Joking aside, the shrinking supply of equities — a trend known as “de-equitization” — deserves attention, not least because it might help explain why stock prices keep touching record highs. Remarkably, the number of U.S. public companies has fallen by almost half over the past two decades, even though the U.S. economy and population grew. A decline can also be observed in the U.K. and Germany.
Takeovers, the rise of venture capital and the growing regulatory burden of going public have all contributed to that drop, according to Credit Suisse. In addition, today’s asset-light tech start-ups simply don’t require as much capital to fund expansion. It would be a stretch to argue this shift in itself has pushed up stock prices, especially lately. Most of the drop in listings in the U.S. happened during the dotcom era boom and bust.

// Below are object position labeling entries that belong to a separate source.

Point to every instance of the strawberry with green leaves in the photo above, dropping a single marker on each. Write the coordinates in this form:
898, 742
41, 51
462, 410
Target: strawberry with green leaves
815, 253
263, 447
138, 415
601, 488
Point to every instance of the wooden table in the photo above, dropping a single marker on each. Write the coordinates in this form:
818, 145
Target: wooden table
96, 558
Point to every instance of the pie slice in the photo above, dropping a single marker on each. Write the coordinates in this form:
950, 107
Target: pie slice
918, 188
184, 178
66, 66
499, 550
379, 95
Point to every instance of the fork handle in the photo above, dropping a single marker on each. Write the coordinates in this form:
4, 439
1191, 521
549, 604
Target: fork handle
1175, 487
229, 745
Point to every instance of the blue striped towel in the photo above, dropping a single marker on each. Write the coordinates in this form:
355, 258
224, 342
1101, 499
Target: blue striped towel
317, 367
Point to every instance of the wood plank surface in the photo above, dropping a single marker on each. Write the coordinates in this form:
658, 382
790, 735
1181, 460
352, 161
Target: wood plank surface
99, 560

However, the stock market has also become a more profitable place for those that have survived the cull. Thanks to rampant consolidation and laissez-faire anti-trust enforcement industries are becoming increasingly oligopolistic. Less competition makes it easier for public companies to fatten margins, and higher profits certainly do affect valuations.
But that’s not all. Since 2009, U.S. public companies have spent about $3 trillion buying back stock. That constrained the supply of stock, and the price went up in part because buybacks increase earnings per share.
Yet, rising equity valuations haven’t triggered a boom in initial public offerings. Companies that have gone public find it’s much cheaper to issue debt than equity. The upshot is that net equity issuance by non-financial companies has been negative by almost $6 trillion over the past two decades, according to data compiled by the Federal Reserve Board. (That’s equivalent to about a fifth of the current value of the U.S. market).
To be clear, I’m not saying investors are poised to run out of stocks to buy. Rising prices simply mean you get fewer shares for your money. Also, share buybacks aren’t nearly as popular in Europe, where banks have been issuing plenty of new stock to boost capital buffers. Plus, China and other emerging markets are still minting scores of public companies.
Even so, the U.S. accounts for a third of the world’s market capitalization and almost 60 percent of the MSCI World Index. U.S. investors typically have a very pronounced domestic bias in their portfolios. Increasingly, they are turning to passive strategies that allocate more money to index funds, regardless of whether all of the underlying companies are performing better.
“If you get fund flows coming into the U.S., you will see stocks getting bid higher because there are not enough shares,” says Steven DeSanctis, a strategist at Jefferies. Of course, corporate buybacks have begun to slow lately and, if that continues, it could become a headwind for stocks. But until that materializes, a lack of supply looks looks to be the market’s secret sauce.